Armen Pandola is a Shubert Fellowship for Playwriting winner. He won the Walnut Street Theatre’s Forrest Award for his play Forrest! A Riot of Dreams which premiered there in 2006. In 2013, his Dino! Dean Martin at the Latin Casino, a play with music about one of America’s great entertainers premiered at the WST and is the largest grossing show at the WST’s Independence Theatre. His trilogy about post-9/11 America, Terror at the White House, Devils Also Believe (a Smith Prize Finalist for Best New American Play) and Homeward Bound has been produced in Philadelphia and New York. He has had over a dozen new plays produced in the last ten years, including Zelda & Scott! Boats Against the Current, Mrs. Warren’s e-Profession, The Gift of Giving, Hedda Without Walls, Friends for Life, Just the Sky, The Prince (co-written with Bill Van Horn and in which he co-starred) and The Rising. Currently, he is writing the book for a musical about Howard Hughes, and writes reviews for itsjustamovie.com.
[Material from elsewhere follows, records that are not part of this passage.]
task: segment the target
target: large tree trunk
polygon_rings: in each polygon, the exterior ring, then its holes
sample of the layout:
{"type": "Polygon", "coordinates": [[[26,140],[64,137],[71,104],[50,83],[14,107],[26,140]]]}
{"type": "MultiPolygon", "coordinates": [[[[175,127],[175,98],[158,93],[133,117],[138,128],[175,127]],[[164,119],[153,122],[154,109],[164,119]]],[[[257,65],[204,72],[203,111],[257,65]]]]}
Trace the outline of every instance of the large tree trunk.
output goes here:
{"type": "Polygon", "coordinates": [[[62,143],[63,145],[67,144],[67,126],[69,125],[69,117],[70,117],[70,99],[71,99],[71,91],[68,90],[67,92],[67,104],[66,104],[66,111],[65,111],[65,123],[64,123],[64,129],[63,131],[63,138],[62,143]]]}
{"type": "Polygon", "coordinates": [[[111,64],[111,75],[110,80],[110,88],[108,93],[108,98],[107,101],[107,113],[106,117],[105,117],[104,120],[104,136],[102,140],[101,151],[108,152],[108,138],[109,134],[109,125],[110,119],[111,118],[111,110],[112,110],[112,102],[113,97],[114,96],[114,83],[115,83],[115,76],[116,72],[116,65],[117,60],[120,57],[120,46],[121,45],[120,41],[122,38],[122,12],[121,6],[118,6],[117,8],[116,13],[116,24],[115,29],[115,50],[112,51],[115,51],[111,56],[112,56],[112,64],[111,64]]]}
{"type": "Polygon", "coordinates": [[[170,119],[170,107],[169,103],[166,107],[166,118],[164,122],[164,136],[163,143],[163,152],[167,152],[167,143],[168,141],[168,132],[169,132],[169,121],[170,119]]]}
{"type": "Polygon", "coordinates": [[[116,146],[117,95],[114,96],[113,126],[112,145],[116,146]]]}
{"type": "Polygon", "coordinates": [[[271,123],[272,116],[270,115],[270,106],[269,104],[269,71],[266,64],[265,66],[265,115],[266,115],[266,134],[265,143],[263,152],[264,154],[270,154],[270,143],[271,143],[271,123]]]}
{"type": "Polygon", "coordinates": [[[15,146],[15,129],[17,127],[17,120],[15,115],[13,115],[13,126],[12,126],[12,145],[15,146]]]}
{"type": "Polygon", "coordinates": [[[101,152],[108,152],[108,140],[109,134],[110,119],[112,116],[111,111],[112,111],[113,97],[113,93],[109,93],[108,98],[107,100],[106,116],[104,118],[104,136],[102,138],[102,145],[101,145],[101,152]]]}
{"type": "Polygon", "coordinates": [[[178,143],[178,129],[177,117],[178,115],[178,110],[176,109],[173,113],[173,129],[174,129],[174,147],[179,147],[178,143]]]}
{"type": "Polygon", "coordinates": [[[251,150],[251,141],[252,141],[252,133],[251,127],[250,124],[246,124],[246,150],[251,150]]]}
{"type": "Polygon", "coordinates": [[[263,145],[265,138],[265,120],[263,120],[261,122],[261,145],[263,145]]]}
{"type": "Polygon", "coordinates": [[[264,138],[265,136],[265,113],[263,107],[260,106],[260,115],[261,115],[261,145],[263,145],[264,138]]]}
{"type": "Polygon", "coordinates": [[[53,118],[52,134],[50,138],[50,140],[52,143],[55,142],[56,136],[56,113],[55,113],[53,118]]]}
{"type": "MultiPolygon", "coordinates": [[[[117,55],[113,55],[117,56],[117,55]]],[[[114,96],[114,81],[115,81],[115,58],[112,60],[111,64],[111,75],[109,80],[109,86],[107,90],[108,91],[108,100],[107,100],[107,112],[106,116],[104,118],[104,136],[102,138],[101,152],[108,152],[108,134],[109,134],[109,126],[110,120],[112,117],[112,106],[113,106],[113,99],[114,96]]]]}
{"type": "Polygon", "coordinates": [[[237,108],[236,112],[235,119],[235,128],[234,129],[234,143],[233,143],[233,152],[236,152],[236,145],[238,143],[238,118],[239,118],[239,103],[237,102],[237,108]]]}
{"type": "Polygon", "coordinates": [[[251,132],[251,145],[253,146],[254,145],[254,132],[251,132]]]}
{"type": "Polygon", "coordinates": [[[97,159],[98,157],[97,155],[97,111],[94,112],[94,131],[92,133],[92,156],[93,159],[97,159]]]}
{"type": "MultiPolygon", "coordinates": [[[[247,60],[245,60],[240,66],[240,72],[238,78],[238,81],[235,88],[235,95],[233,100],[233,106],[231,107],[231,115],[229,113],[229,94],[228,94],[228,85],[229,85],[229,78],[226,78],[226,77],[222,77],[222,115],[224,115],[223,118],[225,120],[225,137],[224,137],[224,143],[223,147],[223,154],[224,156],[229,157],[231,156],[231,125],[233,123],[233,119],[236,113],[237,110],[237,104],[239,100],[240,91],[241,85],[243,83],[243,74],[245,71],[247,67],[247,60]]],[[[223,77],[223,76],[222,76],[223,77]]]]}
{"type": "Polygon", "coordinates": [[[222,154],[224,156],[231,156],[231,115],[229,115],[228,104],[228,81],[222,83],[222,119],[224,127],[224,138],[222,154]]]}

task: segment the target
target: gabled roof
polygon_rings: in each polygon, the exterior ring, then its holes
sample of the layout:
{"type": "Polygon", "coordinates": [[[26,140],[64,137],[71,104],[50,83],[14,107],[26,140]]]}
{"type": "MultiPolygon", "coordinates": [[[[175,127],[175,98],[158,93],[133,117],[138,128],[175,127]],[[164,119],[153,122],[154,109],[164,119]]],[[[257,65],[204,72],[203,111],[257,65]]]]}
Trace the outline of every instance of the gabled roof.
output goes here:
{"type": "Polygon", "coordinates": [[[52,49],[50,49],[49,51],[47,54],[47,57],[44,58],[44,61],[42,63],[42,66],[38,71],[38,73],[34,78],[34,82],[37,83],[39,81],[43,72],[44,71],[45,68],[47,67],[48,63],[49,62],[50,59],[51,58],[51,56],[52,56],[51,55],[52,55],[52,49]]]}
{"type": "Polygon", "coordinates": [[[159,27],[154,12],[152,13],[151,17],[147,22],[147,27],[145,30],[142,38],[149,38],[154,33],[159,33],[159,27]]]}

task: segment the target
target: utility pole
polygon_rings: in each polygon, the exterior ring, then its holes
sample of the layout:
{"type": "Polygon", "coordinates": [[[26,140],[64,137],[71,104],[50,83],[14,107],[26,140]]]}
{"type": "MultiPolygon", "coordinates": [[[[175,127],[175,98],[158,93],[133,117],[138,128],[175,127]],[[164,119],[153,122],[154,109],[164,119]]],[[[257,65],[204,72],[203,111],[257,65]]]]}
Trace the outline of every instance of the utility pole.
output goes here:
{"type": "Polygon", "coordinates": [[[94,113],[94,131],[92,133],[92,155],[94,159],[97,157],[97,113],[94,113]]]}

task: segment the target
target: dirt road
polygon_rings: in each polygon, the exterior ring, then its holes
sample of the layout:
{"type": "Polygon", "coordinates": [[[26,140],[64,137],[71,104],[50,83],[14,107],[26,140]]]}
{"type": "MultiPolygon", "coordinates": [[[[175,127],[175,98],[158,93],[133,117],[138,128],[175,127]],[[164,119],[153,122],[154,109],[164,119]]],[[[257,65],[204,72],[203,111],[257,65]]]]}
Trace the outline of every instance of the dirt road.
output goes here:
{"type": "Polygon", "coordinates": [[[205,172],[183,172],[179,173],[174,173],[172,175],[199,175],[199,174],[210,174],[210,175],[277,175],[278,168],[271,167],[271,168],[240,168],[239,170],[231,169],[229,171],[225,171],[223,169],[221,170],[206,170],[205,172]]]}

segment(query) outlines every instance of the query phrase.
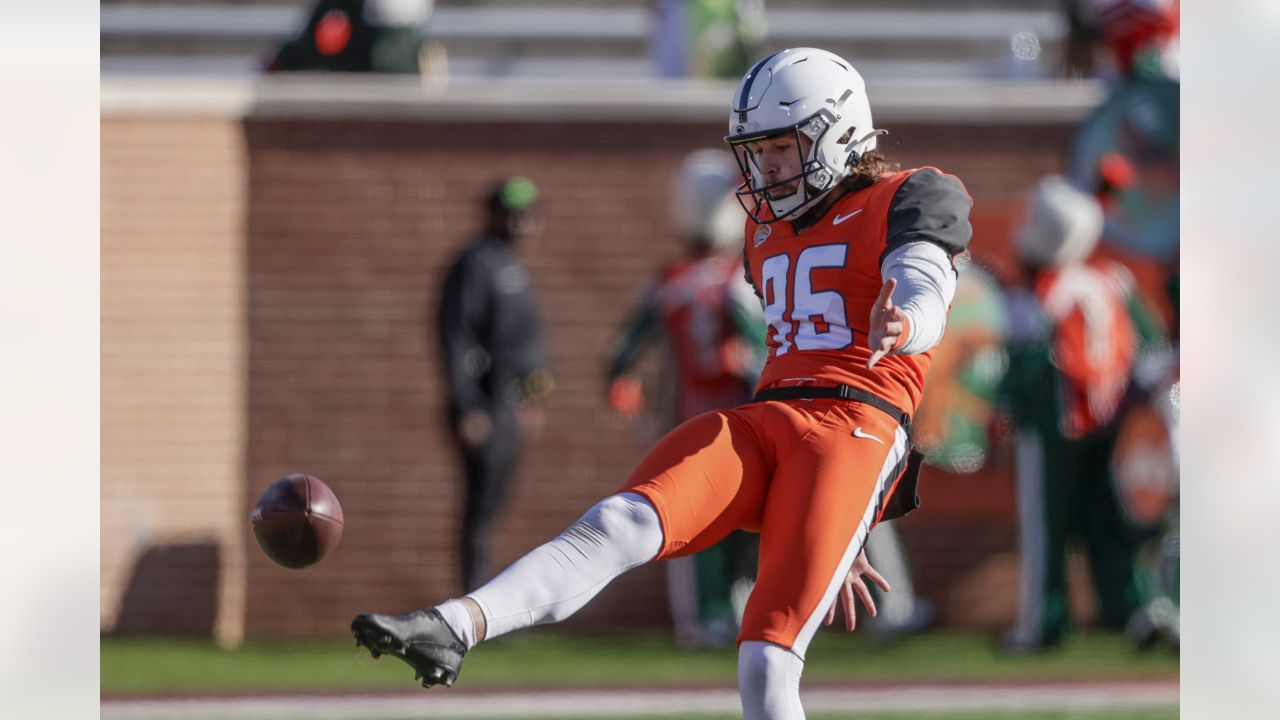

Sally Stott is a multi-award-winning writer, journalist and script consultant with over fifteen years’ experience working in film, television and theatre. As a screenwriter, she was selected for the BBC Writersroom 2015 Comedy Room, and featured on the BBC 2016 New Talent “hotlist.” She is also a regular judge for the Fringe First Awards for new writing at the Edinburgh Festival and a theatre critic for The Scotsman newspaper, where she has championed the work of many (now) well-known playwrights during in the early stages of their careers. Sally is based in London and has worked as a script consultant for the BBC, UK Film Council and Royal Court Theatre, along with many other companies and individual writers in the UK and abroad. She received a scholarship to study on UCLA’s prestigious screenwriting course, and is two-times runner-up of the Allan Wright Award for journalistic excellence in the arts. Recent writing projects include a series of short films for BBC Ideas: https://www.bbc.com/ideas/playlists/life-in-2039.

Quarterbacking the correspondences between the competition and the playwrights, as well as all the transmissions to the jurors is our tireless competition manager, Michael Armstrong. Kudos to Michael for guiding the good ship Risk Theatre home. Speaking of home, the competition is proudly hosted by Langham Court Theatre which celebrates this year its 90th year of artistic service to the community of Victoria, Canada. Thank you to Michelle Buck and Keith Digby at Langham Court for hosting this unique playwriting opportunity.